In July 2014, Johnson signed a two-year contract to become the National Technical Director of Rwanda, making him at the time one of the youngest technical directors in world football. He was responsible for development, management and implementation of the federation's national programmes which include grassroots, coach education, women's and girls' football and elite player development. Since his appointment the federation has introduced youth leagues across the country for both boys and girls. To help support this programme, Johnson worked to restructure the coach education programme and developed strong partnerships with The Football Association and the German Football Federation to introduce grassroots and leadership programmes to promote standards and increase the level of coaching across the country. In addition, Johnson coached the U17s and U23s National teams to compete in the AFCON qualifiers and international friendlies. In January 2015, he was appointed the interim National Team Coach following the resignation of the much admired Stephen Constantine who left to become the National Team Coach of India.

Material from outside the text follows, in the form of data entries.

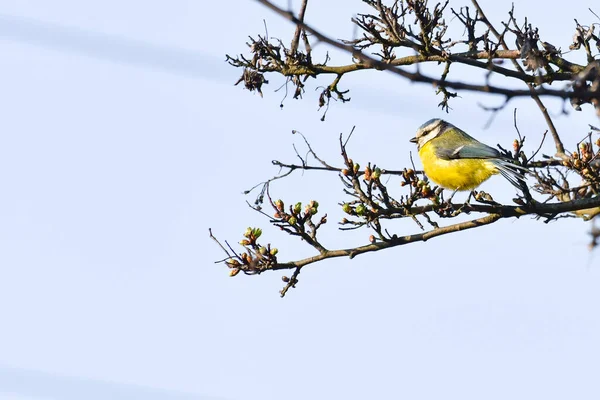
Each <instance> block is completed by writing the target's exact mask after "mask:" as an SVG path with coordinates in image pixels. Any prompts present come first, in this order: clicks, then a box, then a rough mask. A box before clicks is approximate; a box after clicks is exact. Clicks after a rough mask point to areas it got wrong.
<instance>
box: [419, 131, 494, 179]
mask: <svg viewBox="0 0 600 400" xmlns="http://www.w3.org/2000/svg"><path fill="white" fill-rule="evenodd" d="M434 150H435V147H434V146H433V145H432V144H431V141H430V142H427V143H425V145H423V147H421V149H420V150H419V157H420V158H421V163H422V164H423V169H424V170H425V174H426V175H427V177H428V178H429V179H431V180H432V181H434V182H435V183H436V184H438V185H440V186H442V187H444V188H446V189H451V190H473V189H475V188H476V187H477V186H479V185H481V183H483V182H484V181H485V180H486V179H488V178H489V177H490V176H492V175H494V174H497V173H498V172H499V171H498V168H496V166H495V165H494V164H493V163H491V162H490V161H488V160H484V159H475V158H468V159H457V160H444V159H441V158H439V157H437V156H436V155H435V151H434Z"/></svg>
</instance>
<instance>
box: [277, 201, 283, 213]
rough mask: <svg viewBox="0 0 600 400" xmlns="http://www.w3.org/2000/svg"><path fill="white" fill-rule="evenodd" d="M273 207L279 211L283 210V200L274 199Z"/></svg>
mask: <svg viewBox="0 0 600 400" xmlns="http://www.w3.org/2000/svg"><path fill="white" fill-rule="evenodd" d="M275 207H277V209H278V210H279V211H283V207H284V204H283V200H281V199H278V200H277V201H275Z"/></svg>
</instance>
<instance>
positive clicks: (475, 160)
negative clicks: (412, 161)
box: [410, 119, 528, 195]
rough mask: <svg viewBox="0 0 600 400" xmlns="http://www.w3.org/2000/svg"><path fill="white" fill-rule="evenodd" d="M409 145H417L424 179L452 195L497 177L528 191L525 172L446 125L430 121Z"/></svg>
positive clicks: (418, 129)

In July 2014, the national team were ranked 134th in the world. After a run of successful results Rwanda moved up to 64th in the FIFA world rankings, the highest position for the country as of 2015.

===All India Football Federation===

On 14 April 2015, it was announced that Johnson would be taking charge of the India U19 and would join Stephen Constantine's coaching staff as his assistant.

===Barnet & Leyton Orient Football Clubs===

In July 2017, Johnson was appointed Head of Coaching at Barnet, a role he remained in until the end of the 2019-20 season. He joined Leyton Orient in July 2021 as Academy Manager, leaving in February 2023.

==Coaching conventions==

Johnson has worked as a consultant and has delivered coach education programmes, workshops and seminars for a number of professional organisations and associations, one of which was Inside Soccer. In August 2012, he was featured as a guest clinician at the Inside Soccer International Coaches Convention in New York. He also filmed a number of coaching sessions on youth development.

Since 2012, Johnson has been featured at a number of coaching conventions around the world. In 2014, he delivered a session at the NSCAA Convention "Philly 2014".